History | |
Tic history (salient points) | |
Age of onset of first tics | To determine type of tic |
Course and age at worst tic severity | To prognosticate progression |
Determine most debilitating complaints and symptoms | To determine management |
Is the movement suppressible? | Identifies if it is indeed a tic |
Triggers, exacerbating and relieving factors | Identifies if it is indeed a tic |
Fluctuation of symptoms | Identifies if it is indeed a tic |
Circadian profile of tic activity (including sleep) | Differentiates from other movement disorders |
Possible relationship between infections (throat and ear) with tic exacerbation | Consider streptococcal autoimmunity |
Developmental history | Identify other possible behavioural and neurological conditions, particularly comorbid conditions (eg, ADHD and OCD) |
Past medical history | |
Medication—current and past | Identify medication-induced movement disorder |
Family and social history | |
Family functioning—parental coping styles, parental conflict, social network, financial and housing situation | Identify potential stressors and triggers |
Parent and patient rating scales, eg, Strengths and Difficulties Questionnaire | Identify functional difficulties |
Impact on tics on family, learning, quality of life | Identify potential stressors and triggers |
Family psychosocial and medical history | Identifies psychiatric and/or neurological conditions in relatives particularly of tics, OCD and ADHD in first-degree family |
Other | |
Collaborative data (eg, family members, school, video of tics) | To corroborate information, identifies if it is indeed a tic as may not be observed in clinic |
Examination | |
General examination | |
Dysmorphic features | Identify genetic syndromes particularly in association with learning difficulties/autism spectrum.
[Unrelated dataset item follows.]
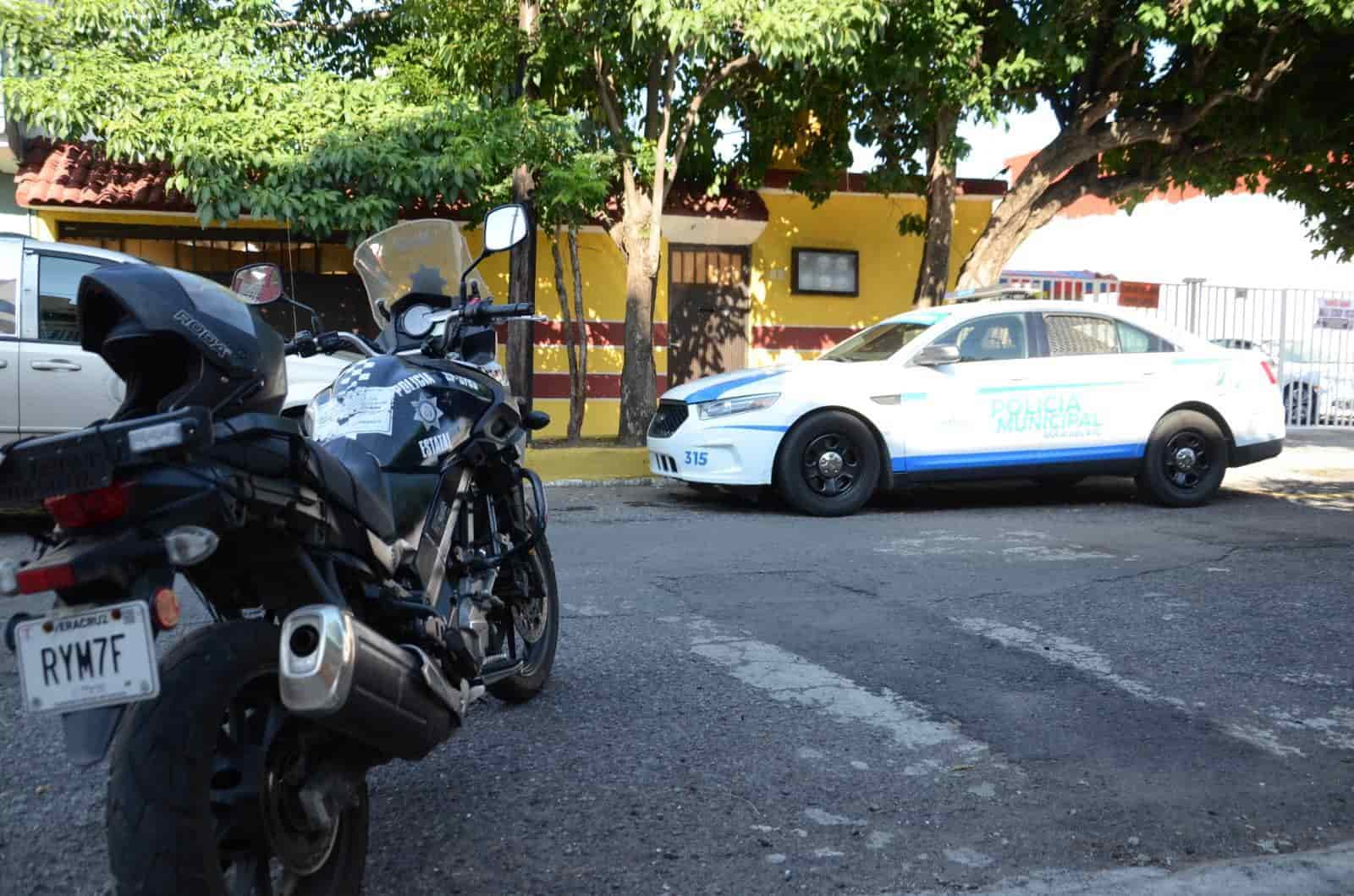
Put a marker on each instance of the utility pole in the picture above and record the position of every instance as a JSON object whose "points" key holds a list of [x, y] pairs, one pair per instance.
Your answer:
{"points": [[521, 280]]}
Consult clinical genetics and consider CGH-array if available. |
Neurological examination | Exclude severe or progressive neurological disorders |
Observation of tic | Differentiate from other movement disorders (table 2) |
Fine motor skills, eg, writing and putting lid on pen | Differentiate from other movement disorders. Tics less pronounced when concentrating. |
Investigations | |
EEG, neuroimaging, laboratory studies | These are rarely indicated. They may assist in differential diagnoses when the presentation is not typical or deterioration is severe |
Neuropsychological evaluation (intellectual function, academic attainments, motor skills, attention, executive function and memory) | If the child has comorbid ADHD or OCD |
Yale Global Tic Severity Scale18 | Measures likelihood of having TS |
ADHD, attention-deficit hyperactivity disorder; CGH comparative genomic hybridisation; OCD, obsessive-compulsive disorder; TS, Tourette syndrome.